Doucement mais sûrement, l’Union aborde la question du harcèlement sexuel au sein de ses propres institutions. Des promesses de progrès peu exposées dans l’espace médiatique, alors même que son Parlement a connu son propre #MeTooEP.

Recueil de misogynie 

L’iceberg émerge en 2014. Tout part d’un « petit cahier de notes sexistes » tenu par Jeanne Ponté, alors assistante parlementaire d’Édouard Martin (groupe S&D). Des histoires « entendues, vues et vécues » au Parlement européen par Jeanne Ponté elle-même, ainsi que ses collègues. « Mes témoignages vont de l’agression à l’attouchement en passant par les commentaires sexistes » précise-t-elle à LCI en 2017. Elle ajoute également que le manque de visibilité médiatique du Parlement de manière générale ainsi que le recours récurrent aux différences culturelles ou de la plaisanterie sont utilisés pour excuser ce sexisme.

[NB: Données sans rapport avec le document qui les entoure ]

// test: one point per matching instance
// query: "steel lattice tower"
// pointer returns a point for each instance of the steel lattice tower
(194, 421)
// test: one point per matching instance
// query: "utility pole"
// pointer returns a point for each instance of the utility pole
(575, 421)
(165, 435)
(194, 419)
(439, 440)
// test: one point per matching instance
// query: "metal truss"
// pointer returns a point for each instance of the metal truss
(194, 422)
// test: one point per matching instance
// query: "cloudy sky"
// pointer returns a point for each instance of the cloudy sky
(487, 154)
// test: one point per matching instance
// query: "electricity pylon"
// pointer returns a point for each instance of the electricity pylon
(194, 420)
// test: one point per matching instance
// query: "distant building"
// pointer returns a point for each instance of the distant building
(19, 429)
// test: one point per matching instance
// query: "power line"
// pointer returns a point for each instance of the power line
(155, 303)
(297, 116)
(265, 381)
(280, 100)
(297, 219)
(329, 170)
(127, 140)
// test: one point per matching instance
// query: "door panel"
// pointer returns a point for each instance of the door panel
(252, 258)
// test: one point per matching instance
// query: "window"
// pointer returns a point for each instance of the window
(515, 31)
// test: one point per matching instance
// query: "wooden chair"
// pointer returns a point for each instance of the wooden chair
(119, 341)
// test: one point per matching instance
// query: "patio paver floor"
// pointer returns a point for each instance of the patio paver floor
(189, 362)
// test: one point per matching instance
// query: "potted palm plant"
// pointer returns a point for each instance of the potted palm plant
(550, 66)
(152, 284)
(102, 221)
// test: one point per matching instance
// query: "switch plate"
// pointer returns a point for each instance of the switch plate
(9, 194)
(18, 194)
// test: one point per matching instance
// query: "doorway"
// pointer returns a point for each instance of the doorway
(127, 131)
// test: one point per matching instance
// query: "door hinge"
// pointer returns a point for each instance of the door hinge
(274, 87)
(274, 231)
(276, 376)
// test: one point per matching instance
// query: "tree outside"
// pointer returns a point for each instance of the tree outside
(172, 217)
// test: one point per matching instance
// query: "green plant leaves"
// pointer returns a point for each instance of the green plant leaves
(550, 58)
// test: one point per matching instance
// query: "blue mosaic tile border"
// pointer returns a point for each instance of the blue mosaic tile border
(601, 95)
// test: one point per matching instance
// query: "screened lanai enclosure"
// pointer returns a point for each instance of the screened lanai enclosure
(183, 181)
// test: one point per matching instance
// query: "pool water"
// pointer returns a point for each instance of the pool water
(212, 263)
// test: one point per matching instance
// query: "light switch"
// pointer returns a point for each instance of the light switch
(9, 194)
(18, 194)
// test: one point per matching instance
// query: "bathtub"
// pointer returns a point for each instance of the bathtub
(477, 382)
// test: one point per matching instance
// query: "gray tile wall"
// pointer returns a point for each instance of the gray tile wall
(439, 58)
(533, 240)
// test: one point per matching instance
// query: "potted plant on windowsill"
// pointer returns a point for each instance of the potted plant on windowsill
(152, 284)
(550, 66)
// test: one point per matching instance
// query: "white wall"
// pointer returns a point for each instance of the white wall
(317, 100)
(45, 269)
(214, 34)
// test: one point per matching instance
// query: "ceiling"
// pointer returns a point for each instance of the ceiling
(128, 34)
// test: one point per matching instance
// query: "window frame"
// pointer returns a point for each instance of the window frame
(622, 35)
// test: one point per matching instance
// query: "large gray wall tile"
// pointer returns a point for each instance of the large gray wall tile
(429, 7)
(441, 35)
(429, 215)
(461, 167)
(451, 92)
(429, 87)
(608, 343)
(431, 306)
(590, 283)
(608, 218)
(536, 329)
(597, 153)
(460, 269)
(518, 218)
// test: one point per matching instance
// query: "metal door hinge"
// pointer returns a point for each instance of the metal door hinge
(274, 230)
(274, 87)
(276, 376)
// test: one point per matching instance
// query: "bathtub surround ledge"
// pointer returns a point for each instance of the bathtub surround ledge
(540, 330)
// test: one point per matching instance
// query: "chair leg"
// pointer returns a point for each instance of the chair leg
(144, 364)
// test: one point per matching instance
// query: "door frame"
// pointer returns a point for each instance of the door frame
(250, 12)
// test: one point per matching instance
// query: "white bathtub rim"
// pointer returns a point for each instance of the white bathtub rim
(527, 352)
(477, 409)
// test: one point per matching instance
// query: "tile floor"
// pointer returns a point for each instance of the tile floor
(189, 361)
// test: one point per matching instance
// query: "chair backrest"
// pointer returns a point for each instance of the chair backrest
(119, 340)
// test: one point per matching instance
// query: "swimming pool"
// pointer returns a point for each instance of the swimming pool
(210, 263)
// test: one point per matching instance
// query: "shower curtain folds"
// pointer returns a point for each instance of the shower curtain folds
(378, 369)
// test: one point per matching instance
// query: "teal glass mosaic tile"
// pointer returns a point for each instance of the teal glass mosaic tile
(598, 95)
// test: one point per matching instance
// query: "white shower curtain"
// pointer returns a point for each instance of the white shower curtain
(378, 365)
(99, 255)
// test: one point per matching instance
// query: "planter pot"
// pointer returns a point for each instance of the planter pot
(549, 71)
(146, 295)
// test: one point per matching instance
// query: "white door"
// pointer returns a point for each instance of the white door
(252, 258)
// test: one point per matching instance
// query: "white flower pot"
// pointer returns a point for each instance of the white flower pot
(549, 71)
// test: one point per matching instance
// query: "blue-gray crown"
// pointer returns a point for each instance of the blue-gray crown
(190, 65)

Sur la matinale d’Euradio du 5 mai 2019, Jeanne Ponté insiste : c’est un harcèlement qui n’a pas de couleur, pas d’origine.

La vague #MeToo n’a pourtant pas vraiment atteint le Parlement européen dès l’automne 2017. C’est face à une assemblée presque fantôme que plusieurs eurodéputées ont partagé leurs expériences de harcèlement sexuel dans l’hémicycle. Certaines, comme la députée allemande Terry Reintke (Bündis 90 / Die Grünen), ont brisé le silence en brandissant des pancartes #MeToo. Il faut attendre l’année suivante pour plus de bruit. À l’occasion de la Journée des Droits des Femmes en mars 2018, le mouvement #MeTooEP a été lancé et compile depuis une quarantaine de témoignages anonymes sur son site internet. Parmi les posts, des agressions sexuelles, comme des baisers forcés, ou des parties du corps touchées sans consentement. On retrouve également des remarques sexistes pour un stylo ramassé, ou encore des avances refusées  qui se sont mues en harcèlement : 

Publié le 24 octobre 2018

«J’ai eu beau refuser poliment ses avances, il n’a pas pris mon refus en compte. Il a continué à me convier par mails à des dîners et à me lancer des regards insistants en réunion. 

Une fois qu’il a compris que je n’étais pas intéressée, il a décidé de se venger en se plaignant de mon travail auprès de mes collègues et de ma hiérarchie» 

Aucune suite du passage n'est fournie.